Acaban de terminar las Navidades, un periodo lleno de celebraciones de lo más variopintas, algunas religiosas y otras paganas, unas formales y otras desmelenadas.
Cada uno, según creencias, costumbres, educación, estado de ánimo y tradición familiar, elige aquellas actividades con las que más se identifica o que más le apetecen. Pero nadie se libra de la publicidad mediática de finales de diciembre y principios de enero.
¿Se han preguntado alguna vez por qué los anuncios navideños son, masivamente, de perfumes?
Anuncios cortados por el mismo patrón
La finalidad fundamental de la publicidad es persuadir al receptor para que consuma un determinado producto.
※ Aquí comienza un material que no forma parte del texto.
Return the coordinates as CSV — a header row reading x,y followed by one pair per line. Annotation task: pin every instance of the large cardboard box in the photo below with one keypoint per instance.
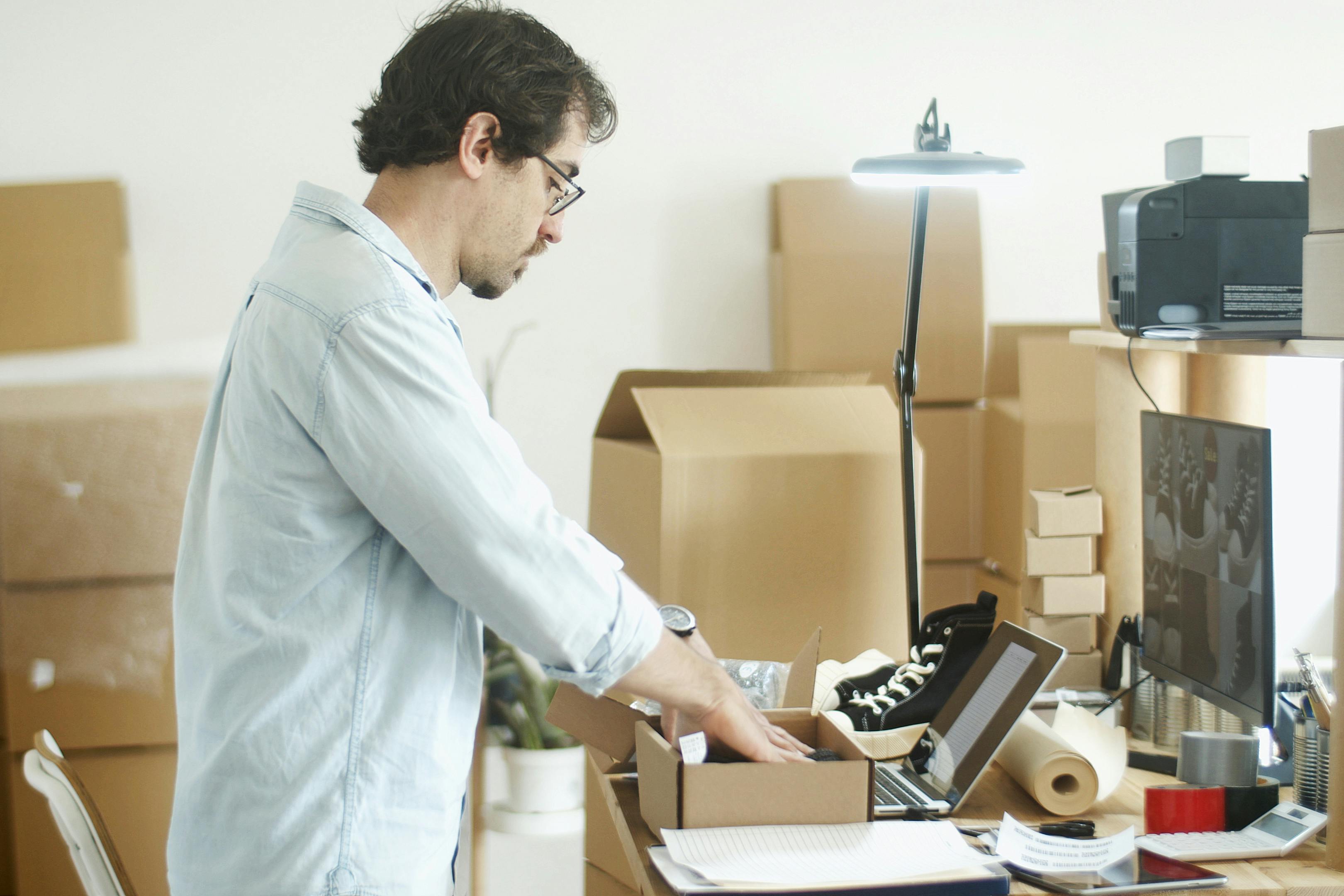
x,y
600,883
1045,438
132,789
1326,182
65,266
839,276
953,443
765,503
93,477
1323,284
93,665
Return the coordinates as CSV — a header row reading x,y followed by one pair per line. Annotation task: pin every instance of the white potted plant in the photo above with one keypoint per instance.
x,y
545,765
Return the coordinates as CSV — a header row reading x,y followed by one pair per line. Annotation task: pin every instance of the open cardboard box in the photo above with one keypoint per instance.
x,y
675,794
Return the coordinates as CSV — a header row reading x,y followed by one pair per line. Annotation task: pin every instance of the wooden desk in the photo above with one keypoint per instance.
x,y
1303,875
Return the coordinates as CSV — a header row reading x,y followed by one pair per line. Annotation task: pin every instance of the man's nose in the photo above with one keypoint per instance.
x,y
553,227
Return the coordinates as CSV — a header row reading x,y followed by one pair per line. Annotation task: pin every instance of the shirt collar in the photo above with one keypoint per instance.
x,y
363,222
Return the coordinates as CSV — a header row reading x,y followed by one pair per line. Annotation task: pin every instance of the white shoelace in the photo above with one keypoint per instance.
x,y
913,671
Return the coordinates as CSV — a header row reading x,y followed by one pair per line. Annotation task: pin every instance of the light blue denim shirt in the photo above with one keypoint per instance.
x,y
354,516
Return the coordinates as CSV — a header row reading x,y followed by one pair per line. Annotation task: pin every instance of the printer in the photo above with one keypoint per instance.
x,y
1211,257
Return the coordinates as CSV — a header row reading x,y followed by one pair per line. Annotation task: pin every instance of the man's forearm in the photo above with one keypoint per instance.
x,y
675,675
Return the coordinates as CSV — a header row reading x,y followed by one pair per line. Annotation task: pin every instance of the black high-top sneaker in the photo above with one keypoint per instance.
x,y
889,709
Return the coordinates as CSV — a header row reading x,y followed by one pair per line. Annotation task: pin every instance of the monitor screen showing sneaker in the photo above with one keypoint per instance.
x,y
1209,578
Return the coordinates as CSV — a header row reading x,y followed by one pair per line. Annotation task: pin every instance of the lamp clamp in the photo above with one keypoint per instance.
x,y
926,132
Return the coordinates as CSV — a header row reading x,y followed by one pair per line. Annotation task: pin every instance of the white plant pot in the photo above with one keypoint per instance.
x,y
545,779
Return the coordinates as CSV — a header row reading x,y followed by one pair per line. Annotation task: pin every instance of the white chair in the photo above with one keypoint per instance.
x,y
96,859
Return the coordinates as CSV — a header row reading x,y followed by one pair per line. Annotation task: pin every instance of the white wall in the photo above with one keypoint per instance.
x,y
210,113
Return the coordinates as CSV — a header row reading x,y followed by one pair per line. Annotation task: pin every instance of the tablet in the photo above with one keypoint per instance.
x,y
1143,872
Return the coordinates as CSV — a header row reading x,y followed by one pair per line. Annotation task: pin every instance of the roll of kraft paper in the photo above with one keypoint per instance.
x,y
1047,767
1218,760
1183,809
1248,804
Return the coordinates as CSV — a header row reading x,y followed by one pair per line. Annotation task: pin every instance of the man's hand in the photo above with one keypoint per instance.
x,y
696,695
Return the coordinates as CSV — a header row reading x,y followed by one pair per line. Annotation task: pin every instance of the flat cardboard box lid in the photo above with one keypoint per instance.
x,y
608,725
623,419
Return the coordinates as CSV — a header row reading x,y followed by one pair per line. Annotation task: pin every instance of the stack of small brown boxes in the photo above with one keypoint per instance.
x,y
1064,592
92,487
839,269
1323,248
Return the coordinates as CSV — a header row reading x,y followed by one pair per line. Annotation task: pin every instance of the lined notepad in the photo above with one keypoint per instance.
x,y
873,852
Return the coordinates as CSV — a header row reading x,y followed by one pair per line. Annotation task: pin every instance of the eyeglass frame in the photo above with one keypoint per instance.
x,y
569,198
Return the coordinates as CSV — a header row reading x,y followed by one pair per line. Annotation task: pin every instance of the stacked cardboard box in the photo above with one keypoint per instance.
x,y
92,487
839,272
65,266
1040,434
1323,248
1064,592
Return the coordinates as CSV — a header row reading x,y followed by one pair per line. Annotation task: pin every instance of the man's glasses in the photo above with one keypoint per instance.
x,y
572,191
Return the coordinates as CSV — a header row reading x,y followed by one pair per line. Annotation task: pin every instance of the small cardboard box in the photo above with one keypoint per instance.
x,y
1066,511
93,665
1066,596
132,789
93,477
65,266
1077,671
953,441
675,794
1326,182
1323,284
1061,555
838,280
764,503
1076,635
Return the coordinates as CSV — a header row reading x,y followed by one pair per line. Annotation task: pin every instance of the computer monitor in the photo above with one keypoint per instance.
x,y
1209,577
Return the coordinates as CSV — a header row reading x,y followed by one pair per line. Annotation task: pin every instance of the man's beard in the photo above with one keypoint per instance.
x,y
492,288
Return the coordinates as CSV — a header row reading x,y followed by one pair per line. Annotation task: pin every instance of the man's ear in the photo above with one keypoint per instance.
x,y
477,147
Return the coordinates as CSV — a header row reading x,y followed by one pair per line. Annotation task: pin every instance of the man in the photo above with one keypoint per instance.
x,y
355,515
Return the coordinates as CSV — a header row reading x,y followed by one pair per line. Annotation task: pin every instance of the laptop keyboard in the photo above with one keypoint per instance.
x,y
891,790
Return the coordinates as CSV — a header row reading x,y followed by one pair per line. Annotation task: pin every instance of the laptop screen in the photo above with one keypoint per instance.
x,y
981,711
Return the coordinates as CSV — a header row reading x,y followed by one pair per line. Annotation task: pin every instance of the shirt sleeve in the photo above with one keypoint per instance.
x,y
405,425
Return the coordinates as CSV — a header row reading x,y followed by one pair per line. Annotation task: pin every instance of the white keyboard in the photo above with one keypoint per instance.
x,y
1211,847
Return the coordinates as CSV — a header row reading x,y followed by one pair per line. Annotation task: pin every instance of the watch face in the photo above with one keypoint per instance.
x,y
677,618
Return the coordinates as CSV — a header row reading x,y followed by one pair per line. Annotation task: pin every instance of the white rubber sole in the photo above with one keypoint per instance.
x,y
881,745
830,672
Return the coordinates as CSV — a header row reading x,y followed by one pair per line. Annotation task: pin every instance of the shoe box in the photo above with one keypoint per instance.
x,y
838,280
767,503
679,794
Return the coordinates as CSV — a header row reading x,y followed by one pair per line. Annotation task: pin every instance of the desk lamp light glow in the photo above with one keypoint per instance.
x,y
933,163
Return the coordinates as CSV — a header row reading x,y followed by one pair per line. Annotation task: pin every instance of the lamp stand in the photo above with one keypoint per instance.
x,y
903,370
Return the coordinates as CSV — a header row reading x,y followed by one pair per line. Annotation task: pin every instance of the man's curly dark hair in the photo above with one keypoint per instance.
x,y
470,57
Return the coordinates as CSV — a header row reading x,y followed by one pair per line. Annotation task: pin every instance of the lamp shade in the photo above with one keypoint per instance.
x,y
932,168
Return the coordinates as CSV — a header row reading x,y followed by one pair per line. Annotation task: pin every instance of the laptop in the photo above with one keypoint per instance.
x,y
971,727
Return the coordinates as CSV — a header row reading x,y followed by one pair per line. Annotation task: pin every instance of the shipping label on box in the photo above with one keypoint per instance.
x,y
1076,635
1061,555
1077,671
1068,511
1323,285
93,665
1326,180
1068,596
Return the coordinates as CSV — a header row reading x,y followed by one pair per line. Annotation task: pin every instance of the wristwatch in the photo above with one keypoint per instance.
x,y
678,620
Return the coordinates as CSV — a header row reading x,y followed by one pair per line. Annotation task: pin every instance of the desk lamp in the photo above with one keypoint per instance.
x,y
933,163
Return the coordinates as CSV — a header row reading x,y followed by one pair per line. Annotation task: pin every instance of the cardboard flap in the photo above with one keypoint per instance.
x,y
803,674
764,421
621,418
601,723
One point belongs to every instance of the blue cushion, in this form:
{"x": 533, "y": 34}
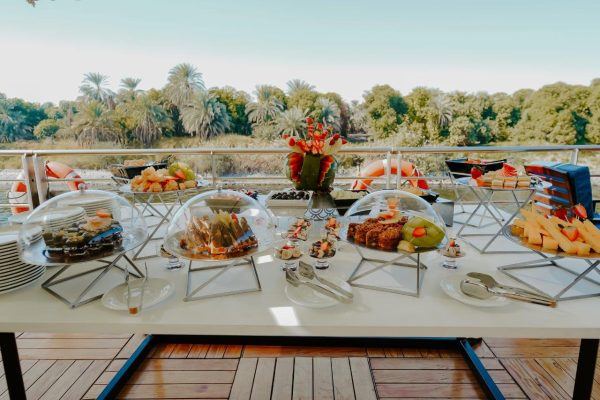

Las empresas invierten en anuncios tanto para dar a conocer sus artículos como para destacarlos en relación a otros parecidos que puedan existir en el mercado. No obstante, si la publicidad no consigue su objetivo, esto es, si el producto no se vende, se deja de invertir en él o se cambia de estrategia. Si, por el contrario, se vende como rosquillas, la empresa concluirá que la inversión ha resultado rentable.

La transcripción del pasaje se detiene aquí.